Помню, этот разговор отложился в моей памяти. Прошло много лет, я вырос, женился, у меня появились дети. В тот день я как раз отправился в магазинчик за углом, чтоб на вечер продукты купить. По двору выруливала фура с прицепом. Как она оказалась у нас, неизвестно, там пешеходу-то негде пройти, а тут такая махина прёт. В этот момент у бордюра стоял седенький старичок и бабулька, они ждали, когда она проедет. Фуру-то «одуванчики» пропустили, а вот прицеп аккурат на старушку шёл. Я сразу понял: «Сейчас придавит бедную», а она даже не в ум, что под колесо попадёт. Еле-еле успел выдернуть её за руку из-под прицепа. Бедняга так испугалась, что даже сказать ничего не смогла. А я повернулся и пошёл к магазинчику, думаю: успеть бы, а то закроется. Но тут старичок вмешался:
– Спасибо, молодой человек. Вы хорошее дело сделали, человека спасли.

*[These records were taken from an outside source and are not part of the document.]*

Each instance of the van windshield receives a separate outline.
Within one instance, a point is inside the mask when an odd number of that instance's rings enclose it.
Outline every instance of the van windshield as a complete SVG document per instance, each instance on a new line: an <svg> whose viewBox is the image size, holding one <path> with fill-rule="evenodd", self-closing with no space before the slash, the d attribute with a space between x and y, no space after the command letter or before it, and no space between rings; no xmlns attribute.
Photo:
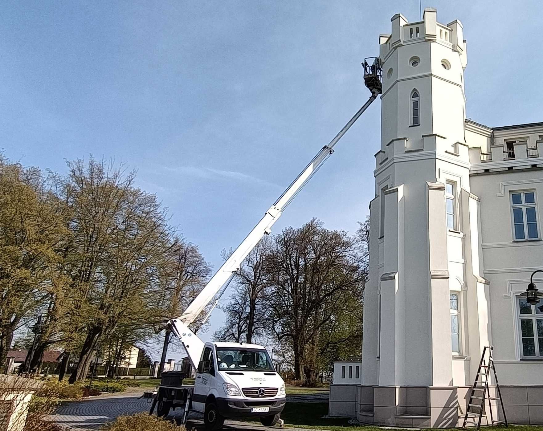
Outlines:
<svg viewBox="0 0 543 431"><path fill-rule="evenodd" d="M242 347L217 347L217 363L221 371L275 371L266 350Z"/></svg>

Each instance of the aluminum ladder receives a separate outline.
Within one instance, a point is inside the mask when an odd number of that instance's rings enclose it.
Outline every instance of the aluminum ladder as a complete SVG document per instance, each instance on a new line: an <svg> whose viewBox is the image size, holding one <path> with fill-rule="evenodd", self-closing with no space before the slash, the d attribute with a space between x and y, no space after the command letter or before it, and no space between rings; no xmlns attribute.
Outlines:
<svg viewBox="0 0 543 431"><path fill-rule="evenodd" d="M481 361L479 363L479 367L477 369L477 375L475 376L475 381L471 388L470 400L466 406L466 414L464 416L462 428L465 427L466 421L468 421L469 417L478 417L477 424L477 429L478 431L481 428L481 421L483 418L483 413L484 413L485 410L485 402L487 400L490 413L490 423L488 424L494 425L495 423L503 423L505 424L506 427L509 426L507 423L507 417L506 416L506 410L503 407L503 401L502 400L502 393L500 390L500 385L498 384L498 376L496 373L496 368L494 367L494 359L492 356L494 350L494 348L493 346L485 346L483 349L483 354L481 356ZM488 387L491 369L494 375L497 397L490 396L490 391ZM492 413L491 400L500 401L500 404L502 407L502 413L503 414L503 421L494 420Z"/></svg>

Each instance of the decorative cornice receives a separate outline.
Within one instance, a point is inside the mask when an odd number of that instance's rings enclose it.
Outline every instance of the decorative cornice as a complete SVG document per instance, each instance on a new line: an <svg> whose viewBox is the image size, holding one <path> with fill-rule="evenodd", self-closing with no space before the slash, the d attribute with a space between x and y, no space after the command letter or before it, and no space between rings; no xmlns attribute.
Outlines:
<svg viewBox="0 0 543 431"><path fill-rule="evenodd" d="M445 184L443 182L430 182L426 181L428 190L445 190Z"/></svg>
<svg viewBox="0 0 543 431"><path fill-rule="evenodd" d="M384 272L383 275L381 276L381 281L387 281L387 280L396 280L396 275L397 273L397 271L393 272Z"/></svg>
<svg viewBox="0 0 543 431"><path fill-rule="evenodd" d="M477 195L473 194L471 192L468 192L468 196L471 198L472 199L475 199L477 202L481 202L481 198L479 198Z"/></svg>
<svg viewBox="0 0 543 431"><path fill-rule="evenodd" d="M448 280L449 270L447 269L431 269L430 278L432 280Z"/></svg>

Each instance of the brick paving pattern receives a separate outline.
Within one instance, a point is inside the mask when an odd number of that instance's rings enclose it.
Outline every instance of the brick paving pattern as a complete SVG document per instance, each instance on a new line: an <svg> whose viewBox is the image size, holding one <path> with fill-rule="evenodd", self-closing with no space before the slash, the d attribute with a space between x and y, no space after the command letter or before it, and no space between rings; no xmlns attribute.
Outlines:
<svg viewBox="0 0 543 431"><path fill-rule="evenodd" d="M137 396L109 397L98 400L71 402L55 412L55 421L68 429L83 431L98 429L117 416L149 411L148 400L138 400Z"/></svg>

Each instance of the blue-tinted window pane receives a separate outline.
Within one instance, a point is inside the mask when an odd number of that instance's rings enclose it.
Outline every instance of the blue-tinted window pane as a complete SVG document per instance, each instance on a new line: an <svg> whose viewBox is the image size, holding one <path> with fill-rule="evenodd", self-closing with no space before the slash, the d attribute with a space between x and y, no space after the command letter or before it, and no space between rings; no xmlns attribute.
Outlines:
<svg viewBox="0 0 543 431"><path fill-rule="evenodd" d="M535 343L533 338L522 339L522 354L525 356L535 356Z"/></svg>
<svg viewBox="0 0 543 431"><path fill-rule="evenodd" d="M453 210L453 201L452 199L447 199L447 212L452 214L454 212Z"/></svg>
<svg viewBox="0 0 543 431"><path fill-rule="evenodd" d="M520 193L513 193L512 195L513 198L513 203L514 205L522 203L522 195Z"/></svg>
<svg viewBox="0 0 543 431"><path fill-rule="evenodd" d="M538 337L543 337L543 319L538 319L535 321L537 322Z"/></svg>
<svg viewBox="0 0 543 431"><path fill-rule="evenodd" d="M515 239L525 239L524 237L524 225L515 225Z"/></svg>
<svg viewBox="0 0 543 431"><path fill-rule="evenodd" d="M524 221L524 217L522 215L522 210L520 208L515 208L513 210L513 219L515 223L522 223Z"/></svg>
<svg viewBox="0 0 543 431"><path fill-rule="evenodd" d="M453 334L458 333L458 315L451 315L451 332Z"/></svg>
<svg viewBox="0 0 543 431"><path fill-rule="evenodd" d="M458 309L458 295L456 294L451 293L450 294L449 296L451 301L451 309Z"/></svg>
<svg viewBox="0 0 543 431"><path fill-rule="evenodd" d="M532 306L525 299L519 300L519 310L521 314L531 314Z"/></svg>
<svg viewBox="0 0 543 431"><path fill-rule="evenodd" d="M523 319L520 321L520 331L522 337L534 336L534 325L531 319Z"/></svg>
<svg viewBox="0 0 543 431"><path fill-rule="evenodd" d="M536 223L528 224L528 237L534 238L538 237L538 225Z"/></svg>
<svg viewBox="0 0 543 431"><path fill-rule="evenodd" d="M447 227L449 229L454 229L454 216L452 214L447 214Z"/></svg>
<svg viewBox="0 0 543 431"><path fill-rule="evenodd" d="M460 337L458 334L451 334L451 350L456 353L460 351Z"/></svg>
<svg viewBox="0 0 543 431"><path fill-rule="evenodd" d="M526 221L528 223L535 223L535 207L526 208Z"/></svg>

Мне как-то неловко стало. Чего не люблю, так это когда расхваливать меня начинают:
– Да брось, дедуль, эка невидаль, что тут такого. Вы просто повнимательнее на улице будьте, а то за рулём каких только «чайников» нет, не дай бог задавят. Ну, извините, я спешу, – и пошёл.
А старичок не успокоился, продолжает:
– Молодой человек, хотите на два часа в любое время перенестись – так сказать, награда за ваш поступок? Мне это не сложно.

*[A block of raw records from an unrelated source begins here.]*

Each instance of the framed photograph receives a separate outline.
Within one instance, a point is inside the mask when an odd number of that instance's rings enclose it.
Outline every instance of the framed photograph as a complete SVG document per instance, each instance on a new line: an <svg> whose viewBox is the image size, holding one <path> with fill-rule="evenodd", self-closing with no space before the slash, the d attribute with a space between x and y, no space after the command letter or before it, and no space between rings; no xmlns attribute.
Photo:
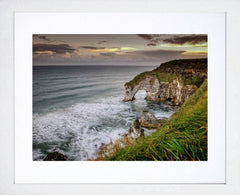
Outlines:
<svg viewBox="0 0 240 195"><path fill-rule="evenodd" d="M16 183L225 183L225 14L15 13Z"/></svg>

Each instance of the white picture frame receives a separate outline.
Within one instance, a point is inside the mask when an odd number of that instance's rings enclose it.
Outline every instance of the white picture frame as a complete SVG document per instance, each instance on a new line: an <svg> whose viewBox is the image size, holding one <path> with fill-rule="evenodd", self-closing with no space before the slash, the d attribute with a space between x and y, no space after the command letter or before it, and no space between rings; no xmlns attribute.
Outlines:
<svg viewBox="0 0 240 195"><path fill-rule="evenodd" d="M33 161L33 34L208 34L208 161ZM14 181L225 183L225 14L15 13Z"/></svg>

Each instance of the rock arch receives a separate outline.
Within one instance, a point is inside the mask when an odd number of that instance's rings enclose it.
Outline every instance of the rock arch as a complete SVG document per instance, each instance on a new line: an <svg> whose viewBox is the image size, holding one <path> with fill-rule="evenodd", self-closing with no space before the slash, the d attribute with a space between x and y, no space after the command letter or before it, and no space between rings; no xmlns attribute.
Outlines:
<svg viewBox="0 0 240 195"><path fill-rule="evenodd" d="M133 101L139 90L146 91L146 100L171 100L175 105L182 104L197 89L196 85L184 85L181 79L172 82L159 82L157 78L148 76L135 85L125 84L124 101Z"/></svg>

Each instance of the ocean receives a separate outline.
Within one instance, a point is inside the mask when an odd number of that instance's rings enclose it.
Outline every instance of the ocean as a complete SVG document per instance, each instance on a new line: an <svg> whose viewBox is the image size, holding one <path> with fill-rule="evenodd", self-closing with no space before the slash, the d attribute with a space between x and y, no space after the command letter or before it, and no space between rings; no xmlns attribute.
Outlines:
<svg viewBox="0 0 240 195"><path fill-rule="evenodd" d="M33 160L59 151L68 160L95 157L128 132L142 110L170 117L168 101L123 102L124 84L150 66L33 66ZM145 130L146 134L151 133Z"/></svg>

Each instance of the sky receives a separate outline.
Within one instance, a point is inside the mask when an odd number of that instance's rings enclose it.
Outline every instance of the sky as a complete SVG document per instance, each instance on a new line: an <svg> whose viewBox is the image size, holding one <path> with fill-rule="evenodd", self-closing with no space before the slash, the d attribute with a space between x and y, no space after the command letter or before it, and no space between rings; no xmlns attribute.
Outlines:
<svg viewBox="0 0 240 195"><path fill-rule="evenodd" d="M206 34L34 34L33 65L157 66L207 58Z"/></svg>

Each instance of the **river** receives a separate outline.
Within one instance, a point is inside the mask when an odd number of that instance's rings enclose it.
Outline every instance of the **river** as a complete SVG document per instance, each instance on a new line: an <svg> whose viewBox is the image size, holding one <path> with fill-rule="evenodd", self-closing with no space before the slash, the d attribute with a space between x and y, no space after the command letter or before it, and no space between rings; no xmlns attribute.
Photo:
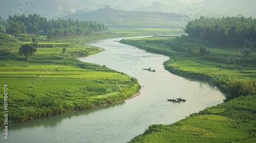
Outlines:
<svg viewBox="0 0 256 143"><path fill-rule="evenodd" d="M218 89L165 70L162 63L168 57L117 42L121 39L91 42L88 44L105 51L79 59L137 78L142 86L139 96L94 109L12 124L8 127L8 139L4 138L2 126L0 142L126 142L150 125L172 124L223 102L224 96ZM156 72L142 69L149 67ZM166 100L176 97L187 101Z"/></svg>

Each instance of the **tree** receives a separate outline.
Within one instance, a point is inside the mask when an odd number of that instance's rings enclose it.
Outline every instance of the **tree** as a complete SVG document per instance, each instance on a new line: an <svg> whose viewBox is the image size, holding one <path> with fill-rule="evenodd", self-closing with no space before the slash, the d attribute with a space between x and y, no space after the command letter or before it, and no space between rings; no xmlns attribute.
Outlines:
<svg viewBox="0 0 256 143"><path fill-rule="evenodd" d="M36 52L36 49L34 48L32 44L26 44L22 45L22 47L19 48L18 55L24 55L26 60L29 56L32 56Z"/></svg>
<svg viewBox="0 0 256 143"><path fill-rule="evenodd" d="M204 55L210 55L210 52L207 51L206 50L206 49L205 47L201 46L200 47L200 55L201 56L204 56Z"/></svg>
<svg viewBox="0 0 256 143"><path fill-rule="evenodd" d="M251 52L250 52L250 51L249 51L249 50L248 50L247 49L246 50L244 49L244 51L243 51L243 52L244 54L245 57L247 57L247 56L248 56L248 55L249 55L249 54L251 54Z"/></svg>
<svg viewBox="0 0 256 143"><path fill-rule="evenodd" d="M62 47L62 52L63 52L63 54L65 54L65 53L66 53L66 47Z"/></svg>

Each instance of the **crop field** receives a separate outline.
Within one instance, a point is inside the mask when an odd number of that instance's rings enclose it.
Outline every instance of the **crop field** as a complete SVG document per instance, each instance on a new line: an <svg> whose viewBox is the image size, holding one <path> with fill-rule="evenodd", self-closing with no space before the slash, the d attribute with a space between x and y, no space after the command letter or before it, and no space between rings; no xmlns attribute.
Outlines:
<svg viewBox="0 0 256 143"><path fill-rule="evenodd" d="M83 45L88 40L103 38L99 33L92 35L60 41L39 35L0 35L0 84L8 85L10 123L112 104L139 92L136 79L76 58L102 50ZM32 37L37 51L25 61L17 55L18 48L32 43ZM4 94L0 92L2 103ZM0 115L3 110L0 108Z"/></svg>

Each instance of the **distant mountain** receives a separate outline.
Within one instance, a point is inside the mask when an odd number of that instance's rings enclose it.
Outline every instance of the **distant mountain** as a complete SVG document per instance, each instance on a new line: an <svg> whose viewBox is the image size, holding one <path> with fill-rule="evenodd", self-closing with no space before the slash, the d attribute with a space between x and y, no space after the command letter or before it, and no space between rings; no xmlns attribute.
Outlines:
<svg viewBox="0 0 256 143"><path fill-rule="evenodd" d="M133 27L177 27L183 15L159 12L126 11L104 8L91 12L77 13L62 17L64 19L74 19L96 21L111 26Z"/></svg>
<svg viewBox="0 0 256 143"><path fill-rule="evenodd" d="M51 18L77 12L91 10L86 7L71 4L63 0L34 1L30 2L30 1L1 1L0 14L8 17L10 15L36 13Z"/></svg>

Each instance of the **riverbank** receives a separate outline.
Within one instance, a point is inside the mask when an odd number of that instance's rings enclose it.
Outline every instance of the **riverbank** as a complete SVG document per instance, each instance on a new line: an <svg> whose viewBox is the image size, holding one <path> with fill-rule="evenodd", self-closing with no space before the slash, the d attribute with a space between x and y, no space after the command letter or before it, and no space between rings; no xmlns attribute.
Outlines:
<svg viewBox="0 0 256 143"><path fill-rule="evenodd" d="M136 79L76 59L103 49L68 41L39 41L37 52L27 61L16 52L19 44L30 42L16 40L15 46L1 51L0 84L9 87L9 123L113 104L137 94ZM4 95L0 93L2 103ZM0 124L4 122L0 118Z"/></svg>

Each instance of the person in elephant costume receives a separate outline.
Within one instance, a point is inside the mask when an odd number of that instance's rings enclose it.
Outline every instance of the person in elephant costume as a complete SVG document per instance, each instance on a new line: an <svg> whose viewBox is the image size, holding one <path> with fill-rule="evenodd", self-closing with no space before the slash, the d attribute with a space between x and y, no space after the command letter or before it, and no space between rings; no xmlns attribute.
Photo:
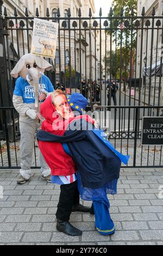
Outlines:
<svg viewBox="0 0 163 256"><path fill-rule="evenodd" d="M31 175L30 167L36 131L40 129L39 101L45 100L53 91L49 79L43 75L45 70L52 68L48 62L32 53L23 56L10 75L18 77L15 84L12 98L15 108L20 114L20 175L17 182L22 184ZM42 178L51 182L51 170L40 151Z"/></svg>

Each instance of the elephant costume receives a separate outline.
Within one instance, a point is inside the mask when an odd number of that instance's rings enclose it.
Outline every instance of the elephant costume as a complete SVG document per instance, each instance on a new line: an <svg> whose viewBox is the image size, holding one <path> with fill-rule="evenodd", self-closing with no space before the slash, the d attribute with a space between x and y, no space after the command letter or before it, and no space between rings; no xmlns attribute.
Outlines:
<svg viewBox="0 0 163 256"><path fill-rule="evenodd" d="M14 106L20 114L21 169L18 184L25 183L30 176L35 132L41 127L36 119L39 113L39 94L43 94L45 98L54 91L49 79L43 75L45 70L49 70L52 67L43 58L28 53L20 58L10 73L15 78L20 76L16 81L12 98ZM48 181L46 177L49 176L51 170L41 152L40 160L42 177Z"/></svg>

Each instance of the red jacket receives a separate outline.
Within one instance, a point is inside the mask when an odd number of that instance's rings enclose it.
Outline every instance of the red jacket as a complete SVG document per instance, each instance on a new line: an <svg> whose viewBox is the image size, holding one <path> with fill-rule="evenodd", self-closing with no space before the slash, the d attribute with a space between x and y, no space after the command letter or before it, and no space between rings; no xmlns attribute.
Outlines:
<svg viewBox="0 0 163 256"><path fill-rule="evenodd" d="M51 95L41 105L40 113L46 119L42 123L42 130L57 135L64 135L64 127L62 130L54 131L53 125L64 124L64 122L59 121L59 115L56 114L56 109L52 102ZM76 164L72 157L65 152L61 143L39 141L38 143L52 175L67 176L76 173Z"/></svg>

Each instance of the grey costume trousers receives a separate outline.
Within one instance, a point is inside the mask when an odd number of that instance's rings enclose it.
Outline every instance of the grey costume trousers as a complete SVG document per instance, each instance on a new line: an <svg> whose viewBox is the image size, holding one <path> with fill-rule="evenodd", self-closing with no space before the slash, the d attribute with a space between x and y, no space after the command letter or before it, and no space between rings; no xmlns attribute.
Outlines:
<svg viewBox="0 0 163 256"><path fill-rule="evenodd" d="M20 120L20 130L21 133L20 142L20 174L25 179L30 178L30 167L32 163L32 155L34 148L35 133L41 127L41 124L38 120L29 118L21 117ZM40 161L41 172L44 176L51 174L51 170L40 151Z"/></svg>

Тут я не удержался, засмеялся:
– Дедуль, успокойся, я уже взрослый, в рождественские сказки не верю. Можно подумать, такое возможно. Брось шутить. Ну, ты как Хоттабыч – развеселил так развеселил. Скажи кому – не поверят.
А старичок говорит очень даже серьёзно:
– Решай сам, а ежели надумаешь, то через двадцать минут на этом месте встанешь, осенишь себя Крестом и не забудь сказать: «Николай Угодник, перенеси меня на два часа туда-то». И всё. Только не забудь, одежда на тебе современная, так что будешь выделяться там среди людей. Помни об этом.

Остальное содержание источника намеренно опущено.